Furthermore, RVA genotyping was performed by mapping the reads of the samples to the RVA reference sequences by using CLC[9]. Figure 1 illustrates the mapping results of the bovine fecal (calf no. 1) and swine fecal (pig no. 1) samples, which represent the VP4 bovine (P[1], P[5], P[11] and P[14]; A) and VP7 swine genotypes (G2, G4, G5 and G9; B), respectively. Mapping sequence reads from the non-treated and S1 nuclease-treated samples to the reference sequences of representative strains revealed that the coverage of sequence reads of the S1 nuclease treated-samples against the reference sequences (calf no.1: 98.1%, swine no.1: 97.7%) was higher than that of the non-treated samples (calf no.1: 37.0%, swine no.1: 39.1%).

Fig. 1.

Mapping of RVA sequence reads of non-treated and S1 treated samples of calf No.1 and swine No.1 against bovine reference sequences of (A) VP4 and (B) swine reference of VP7. Positional sequence coverage and sequencing depth of VP4 (P[1], P[5], P[11] and P[14]) and VP7 (G2, G4, G5, G9 and G11) of calf No.1 and swine No.1, based on reference assembly to P[1]: NCDV Lincoln (AB119636), P[5]: WC3 (AY05071), P[11]: B223 (D13394), P[14]: RVA/Cow-wt/JPN/Tottori-SG/2013/G15P[14] (AB853893), G2: RVA/Vaccine/USA/RotaTeq-SC2-9/G2P7 [5] (GU565068), G4: RVA/Vaccine/USA/RotaTeq-BrB-9/1996/G4P7[5] (GU565090), G5: RVA/Pig-tc/ESP/OSU-C5111/2010/G5P[7] (KJ450849), G9: JP3-6 (AB176678) and G11: HLJhg7 (JX498964).

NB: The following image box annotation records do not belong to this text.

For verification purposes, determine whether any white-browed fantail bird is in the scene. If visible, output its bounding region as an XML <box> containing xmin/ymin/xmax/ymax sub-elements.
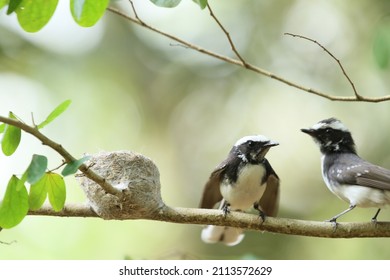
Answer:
<box><xmin>200</xmin><ymin>135</ymin><xmax>279</xmax><ymax>246</ymax></box>
<box><xmin>301</xmin><ymin>118</ymin><xmax>390</xmax><ymax>223</ymax></box>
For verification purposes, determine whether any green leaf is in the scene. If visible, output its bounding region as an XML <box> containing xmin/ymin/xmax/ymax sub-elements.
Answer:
<box><xmin>373</xmin><ymin>24</ymin><xmax>390</xmax><ymax>69</ymax></box>
<box><xmin>6</xmin><ymin>0</ymin><xmax>22</xmax><ymax>15</ymax></box>
<box><xmin>61</xmin><ymin>156</ymin><xmax>91</xmax><ymax>176</ymax></box>
<box><xmin>0</xmin><ymin>0</ymin><xmax>9</xmax><ymax>10</ymax></box>
<box><xmin>38</xmin><ymin>100</ymin><xmax>72</xmax><ymax>129</ymax></box>
<box><xmin>0</xmin><ymin>175</ymin><xmax>28</xmax><ymax>228</ymax></box>
<box><xmin>28</xmin><ymin>174</ymin><xmax>48</xmax><ymax>210</ymax></box>
<box><xmin>16</xmin><ymin>172</ymin><xmax>27</xmax><ymax>191</ymax></box>
<box><xmin>70</xmin><ymin>0</ymin><xmax>109</xmax><ymax>27</ymax></box>
<box><xmin>16</xmin><ymin>0</ymin><xmax>58</xmax><ymax>32</ymax></box>
<box><xmin>1</xmin><ymin>112</ymin><xmax>22</xmax><ymax>156</ymax></box>
<box><xmin>45</xmin><ymin>173</ymin><xmax>66</xmax><ymax>212</ymax></box>
<box><xmin>150</xmin><ymin>0</ymin><xmax>181</xmax><ymax>8</ymax></box>
<box><xmin>192</xmin><ymin>0</ymin><xmax>207</xmax><ymax>10</ymax></box>
<box><xmin>26</xmin><ymin>155</ymin><xmax>47</xmax><ymax>184</ymax></box>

In the present study, treating total RNA with S1 nuclease prior to NGS reduced the number of extra sequence reads and increased the number of reads of RVA obtained for the bovine fecal, swine fecal and viral culture samples. Furthermore, the increased number of sequence reads of RVA facilitated genotyping with mapping to reference sequences on the genome analysis software. These results suggest that S1 nuclease-treatment during preparation of viral RNA for NGS is more useful than DNase I treatment alone, for the detection of RVA and dsRNA viruses. S1 nuclease-treatment facilitates the detection of not only viruses belonging to the Reoviridae and Picobirnaviridae families, but also non-identified novel viruses.